The New Way Things Work by David Macaulay
This book is so famous, it hardly needs an introduction. Macaulay’s intricate illustrating style is at its most adorable in this volume, which explains with illustrations and easy to understand text about how common inventions work. The book goes from simple machines to much more complex inventions like nuclear power plants and movie cameras.
See Inside: How Things Work
Usborne’s See Inside series is one of the few little text box book formats we actually really enjoy. There’s just something so pleasing about opening a little flap in a book to see what’s behind it. The topics covered in this book aren’t as wide ranging as the rest of these books (after all, when you have board book thick pages and a squishy cover, you’re limited to less pages) but this whole series has been a winner at our house, so I feel remiss not mentioning it.
What a Great Idea by Stephen M. Tomecek
This is a slightly wordy book that covers all kinds of inventions through the ages, beginning with things like letters and farming. Everything is arranged chronologically with each invention getting two pages. The illustrations are a little lackluster, but I really like the way the book is laid out. Each invention gets a “how it works,” “impact” and “children of this invention” summary, which is wonderfully organized and well thought out. This would be a great book to have on hand as a supplement for world history.
Accidents May Happen: Fifty Inventions Discovered by Mistake by Charlotte Foltz Jones
I have to raise a serious quibble with calling peanut brittle or the crack in the Liberty Bell an “invention,” but otherwise, I liked the lighthearted tone of this book and the little cartoon illustrations. It’s not the best book about inventions, and it doesn’t make such a good straight through read, but it’s nice to dip into and read an entry or two to see that inventing isn’t always a straightforward process.
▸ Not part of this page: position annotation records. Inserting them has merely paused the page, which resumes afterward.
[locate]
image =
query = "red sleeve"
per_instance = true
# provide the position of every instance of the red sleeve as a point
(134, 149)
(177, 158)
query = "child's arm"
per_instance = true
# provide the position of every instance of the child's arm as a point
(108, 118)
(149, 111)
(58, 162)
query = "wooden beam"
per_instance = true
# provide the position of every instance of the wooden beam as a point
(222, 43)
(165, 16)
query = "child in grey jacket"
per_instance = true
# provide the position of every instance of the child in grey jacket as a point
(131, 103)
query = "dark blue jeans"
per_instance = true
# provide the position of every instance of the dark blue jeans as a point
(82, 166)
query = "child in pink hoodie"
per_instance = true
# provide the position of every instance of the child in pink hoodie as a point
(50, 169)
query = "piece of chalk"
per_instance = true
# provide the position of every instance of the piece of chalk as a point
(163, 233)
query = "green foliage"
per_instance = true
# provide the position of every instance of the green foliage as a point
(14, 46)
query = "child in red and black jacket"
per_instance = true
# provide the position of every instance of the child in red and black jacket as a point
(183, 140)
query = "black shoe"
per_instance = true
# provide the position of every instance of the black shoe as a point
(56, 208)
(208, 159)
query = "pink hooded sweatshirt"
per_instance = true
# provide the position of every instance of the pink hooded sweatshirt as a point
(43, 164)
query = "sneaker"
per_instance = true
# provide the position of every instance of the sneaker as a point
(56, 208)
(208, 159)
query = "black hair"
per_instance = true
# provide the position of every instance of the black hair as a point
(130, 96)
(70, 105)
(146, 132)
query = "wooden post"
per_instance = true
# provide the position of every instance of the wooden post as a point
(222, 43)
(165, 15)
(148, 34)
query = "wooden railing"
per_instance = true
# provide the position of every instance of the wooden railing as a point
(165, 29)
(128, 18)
How Nearly Everything Was Invented by Jilly MacLoud
This book has an interesting format. The illustrations and style will probably remind you of an Usborne book. There are lots of tiny cartoonish drawings crammed into every corner. It’s almost like a page of Where’s Waldo. Each two page spread covers a different theme, such as travel or optics. The pages then open up to reveal an interior four page spread. Pages in between cover things like famous inventors or timelines of inventions. I’m often not a big fan of nonfiction books with lots of tiny bits of disjointed text on the page (like DK’s Eyewitness Books, which I don’t think much of). However, I really liked the thematic approach to inventions and the style of this book was very appealing.
Three Cheers for Inventors! by Marcia Williams
Marcia Williams has an offbeat cartoon style, with lots of humorous comments and sidebars. These books are definitely for fans of the Horrible Science books style humor. In this book, she covers many of the world’s most famous inventors and their various inventions with intricate cartoons. Note that this book seems to have two editions with different titles, something I’m still trying to figure out.